Un beau jour, il se jette sur elle, sur son corps. Il ne désire rien de plus que s’enfoncer en elle pour y ensevelir son désespoir. Il ne désire pas même savoir son nom. Elle n’est qu’un exutoire. Elle n’est qu’un réceptacle, qu’un passage. Elle n’est rien. Elle accepte, se laisse faire. Elle se laisse happer, au gré des jours par son histoire trouble et le mystère qui entoure cet homme plus âgé, troublant, tellement beau dans sa solitude, dans sa souffrance. Elle se laisse emporter dans une histoire glauque à laquelle elle tente de donner sens, beauté, douceur. Son nouveau rôle est de satisfaire son plaisir, de répondre à son plaisir, de s’offrir.
Elle le joue.

« Avec lui, elle s’envole, elle s’échappe, elle vit enfin, du moins le croit-elle »

Ne rien attendre. Ne rien demander. Ne rien savoir.
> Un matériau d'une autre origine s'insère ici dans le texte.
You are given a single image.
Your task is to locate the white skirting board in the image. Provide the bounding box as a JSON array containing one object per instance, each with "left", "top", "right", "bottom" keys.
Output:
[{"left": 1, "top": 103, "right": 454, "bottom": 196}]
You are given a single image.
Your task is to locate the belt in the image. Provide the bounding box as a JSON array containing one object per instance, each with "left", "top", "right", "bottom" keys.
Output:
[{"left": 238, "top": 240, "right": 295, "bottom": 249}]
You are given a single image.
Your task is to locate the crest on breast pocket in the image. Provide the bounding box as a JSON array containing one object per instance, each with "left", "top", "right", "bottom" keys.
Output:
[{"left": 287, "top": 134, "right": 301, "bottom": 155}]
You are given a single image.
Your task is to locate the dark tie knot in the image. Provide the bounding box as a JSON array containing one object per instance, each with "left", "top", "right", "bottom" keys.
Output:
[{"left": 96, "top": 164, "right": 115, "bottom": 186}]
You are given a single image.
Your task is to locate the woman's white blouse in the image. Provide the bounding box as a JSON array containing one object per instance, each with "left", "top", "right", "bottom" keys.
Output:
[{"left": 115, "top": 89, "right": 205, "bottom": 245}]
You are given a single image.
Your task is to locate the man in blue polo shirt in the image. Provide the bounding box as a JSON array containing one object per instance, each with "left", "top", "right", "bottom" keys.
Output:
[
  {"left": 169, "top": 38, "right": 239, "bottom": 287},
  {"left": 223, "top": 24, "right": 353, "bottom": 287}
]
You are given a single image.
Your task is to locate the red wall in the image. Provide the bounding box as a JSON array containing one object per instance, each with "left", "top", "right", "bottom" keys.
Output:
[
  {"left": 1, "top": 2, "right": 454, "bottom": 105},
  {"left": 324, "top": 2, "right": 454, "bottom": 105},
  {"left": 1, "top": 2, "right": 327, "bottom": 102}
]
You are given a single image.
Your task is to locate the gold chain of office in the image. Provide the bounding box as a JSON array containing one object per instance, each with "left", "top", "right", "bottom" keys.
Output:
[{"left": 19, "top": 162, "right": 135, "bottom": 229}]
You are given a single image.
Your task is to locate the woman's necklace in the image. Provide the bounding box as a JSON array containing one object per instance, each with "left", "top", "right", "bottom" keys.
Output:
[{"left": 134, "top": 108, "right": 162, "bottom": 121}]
Ses caresses l’emportent si loin qu’il lui faut se rouler au sol pour retrouver ses esprits, le sens de la réalité après leurs ébats. Avec lui, elle s’envole, elle s’échappe, elle vit enfin, du moins le croit-elle. Et cela dure. Et le mystère s’épaissit. Elle tombe amoureuse, du moins le croit-elle. Elle le lui crie. Il reste sourd, enfermé dans sa peine. Elle tente bien de partir, de se libérer, de reprendre le contrôle de son existence, de quitter le jeu, elle n’y arrive pas. Il lui manque. Elle s’accroche.
Quand enfin, un jour, une lueur perce la brume du mystère, quand, sur un air de tango, il se révèle n’être qu’un homme sans grande ambition, asocial, aveugle à lui-même, aveugle tout court, incapable d’entendre les désirs de l’autre, quand enfin elle comprend, elle s’enfuit. Elle court. Elle s’échappe.

Il la poursuit.

Elle ne veut pas être enfermée à son tour. Elle ne veut plus. Il ne veut plus qu’elle. Il l’aime. Il en est sûr. Il la pourchasse. Il a trouvé un nouvel antre, une nouvelle ancre, un nouvel ancrage. Mais plus rien n’est possible : elle a compris. Alors elle court. Elle s’enfuit, se réfugie chez elle. Il force la porte, se déclare encore, la supplie. Elle ne veut pas. Elle ne veut plus. Elle l’implore de partir. Il ne comprend pas. Il insiste, sûr de lui, de son bon droit, du lien qui les lie, de la force qui est la sienne. Il insiste et insiste encore. Elle le tue.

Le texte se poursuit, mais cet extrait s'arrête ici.